We can also confirm the average age of Nobel prize recipients by scatter plot as well as below, with scatter plot when compared with boxplot the average age is much clear it appears as 35-85
ggplot(maxage2, aes(x = age, y = category,col=category)) + geom_point(position='jitter') + xlab('Age') + ylab('Categories') + guides(alpha=FALSE) + scale_x_continuous(breaks=seq(15,100,by=5)) + theme(legend.position='bottom',legend.box = "vertical",axis.text.x = element_text(angle = 45, vjust = 0.5, hjust=1)) + scale_color_discrete(name="Country") + labs(title = "Scatter Plot of Nobel Prize Categories by Age")
Graph 4
We will also check by gender, the average age is same in both. But for males the data is more dense due to more awards compared to females.

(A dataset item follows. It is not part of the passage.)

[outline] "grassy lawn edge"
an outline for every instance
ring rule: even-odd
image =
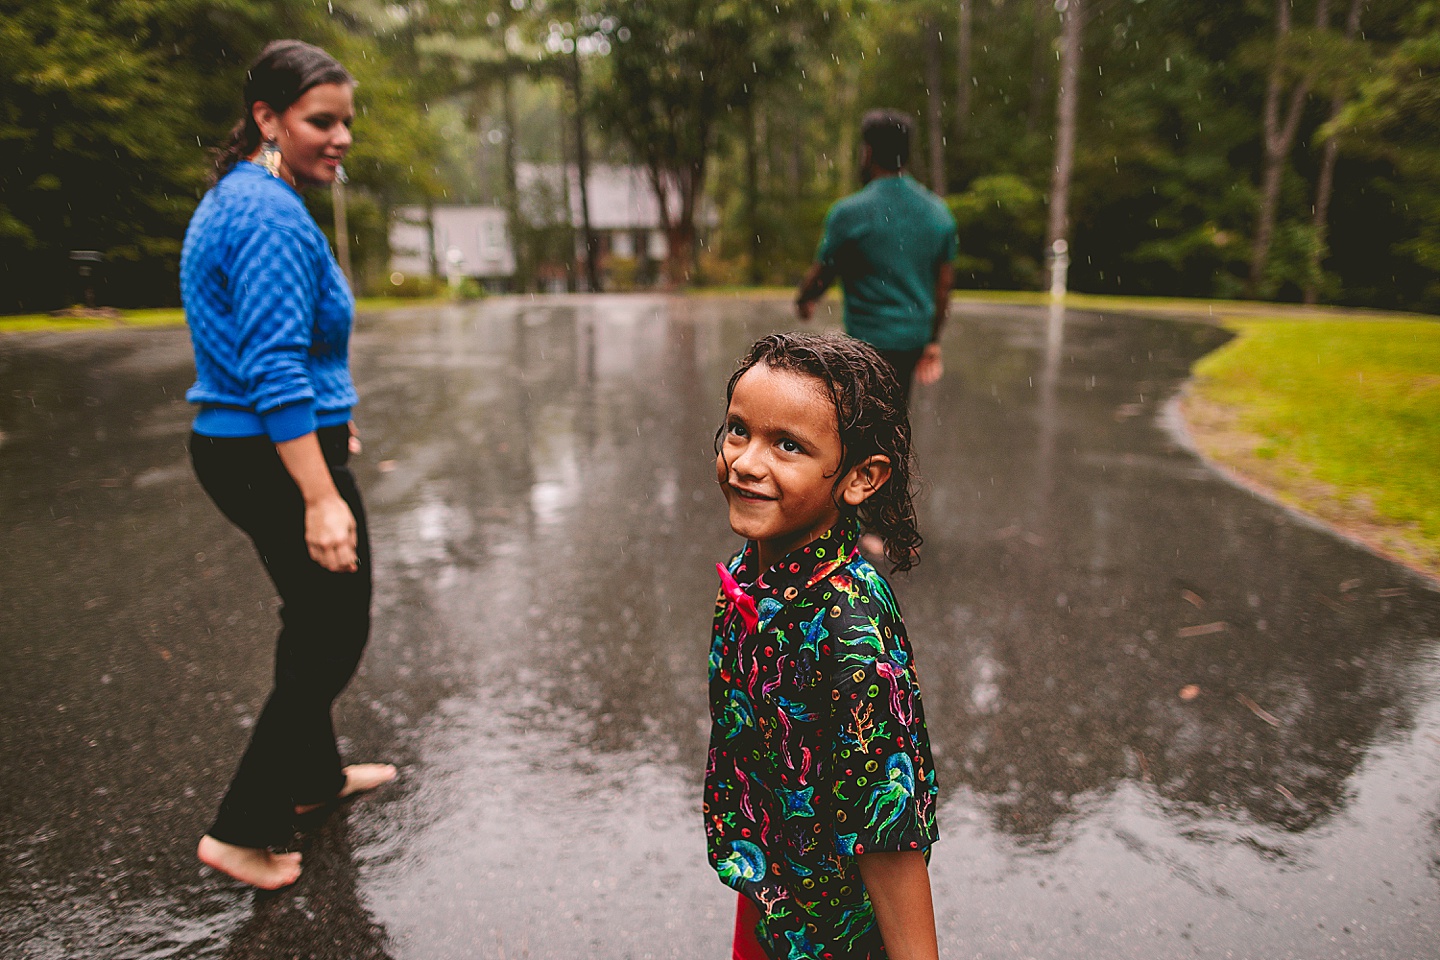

ggplot(maxage2 %>% filter(!is.na(gender)), aes(x = age, y = category,col=category)) + geom_point(position='jitter') + xlab('Age') + ylab('Categories') + guides(alpha=FALSE) + scale_x_continuous(breaks=seq(15,100,by=10)) + theme(legend.position='bottom',legend.box = "vertical",axis.text.x = element_text(angle = 45, vjust = 0.5, hjust=1)) + scale_color_discrete(name="Country") + labs(title = "Scatter Plot of Nobel Prize Categories by Age and Gender") + facet_wrap(~gender)
Graph 5
While writing this article I learned few new things in R, of how we can convert the numeric date to character date by as.character(), convert the character date to numeric date by as.Date(), use of ifelse() in mutate(), paste0() to concatenate the character variables, rounding of numeric variables to required digits while deriving the age variable round(x,digits=.), also the annotation in graphs to display the outliers.
P.S. The opinions and views expressed here are mine and not of anyone else's.